Pueden haber cambiado, como señala Amelia Valcárcel, los modos de liderazgo y los requisitos para proyectar una imagen favorable —o no especialmente negativa— en la opinión pública, que se guía ya no tanto por el impacto directo en la audiencia como por la percepción de los medios. Frente al histrionismo de los dirigentes totalitarios, los políticos democráticos buscan el perfil bajo y obtienen más réditos de la negociación alejada de los focos o de una adhesión que no precisa para movilizarse de los discursos exaltados. Para Francesc de Carreras, entrevistado por Sergio Vila-Sanjuán, en la edad de las tertulias mediáticas y las redes sociales, donde se imponen los eslóganes y los mensajes simplificados, los principios de la retórica clásica o en general las argumentaciones elaboradas no tienen ya la eficacia de antaño y son más bien percibidas como obstáculos. Como ocurrió en los años del franquismo o durante la Transición, la ideología de cada época se refleja en los propios términos, del mismo modo que ahora cuando se habla —no siempre con rigor ni desde luego inocentemente, con acuñaciones o frases estereotipadas que a veces logran imponer conceptos— de casta, hegemonía, soberanismo, derecho a decidir, relato o memoria histórica.

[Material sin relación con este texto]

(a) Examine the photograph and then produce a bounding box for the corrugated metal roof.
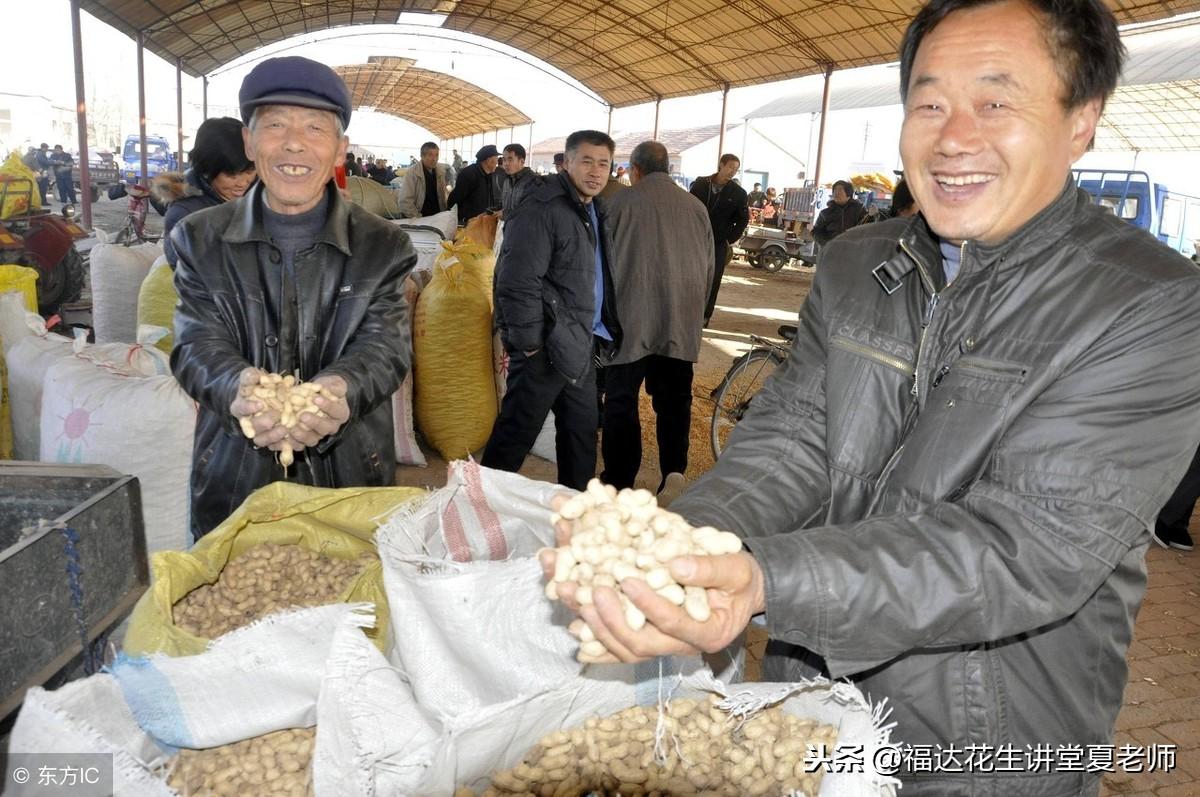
[740,18,1200,152]
[80,0,1200,108]
[335,56,530,138]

Sumado al atuendo informal y las maneras desinhibidas, el lenguaje de la llamada nueva política, que apuesta por la democracia directa y parece desconfiar de la representativa, es analizado por David Gistau que resalta su carácter coloquial, trufado de referencias populares o televisivas —el medio donde se ha probado, antes de llegar al Congreso— y su voluntad provocadora, un registro muy alejado de la solemnidad que al tiempo que escandaliza a los diputados más convencionales ha logrado conectar con ciudadanos hasta ahora ajenos a la actividad parlamentaria. De la agresividad de ese discurso, que convierte a los adversarios en enemigos, escribe Ignacio Camacho, refiriéndose a los populismos de cualquier signo a los que define no por su doctrina, sino por la estrategia de demonización que siguen sus impulsores. Apoyada en las facilidades que ofrece internet para la difusión de la violencia dialéctica, la retórica del odio no es exclusiva de la política —se extiende a la cultura, el entretenimiento o el espectáculo— y crece en un terreno abonado por la frustración o los fracasos ciertos de los modelos tradicionales.
En los volúmenes de una biblioteca pública dice Raúl del Pozo haber aprendido, cuando estudiante, la verdadera dimensión de la vida. No piensa el veterano cronista que la lectura en soporte electrónico, aunque amenace el modelo de producción vinculado al libro impreso, sea una experiencia distinta. Vivimos tiempos de crisis y cambios vertiginosos, pero nada bueno se perderá mientras tengamos al alcance de la mano “todo el saber, toda la fábula”, mientras haya escritores y lectores y bibliotecas abiertas.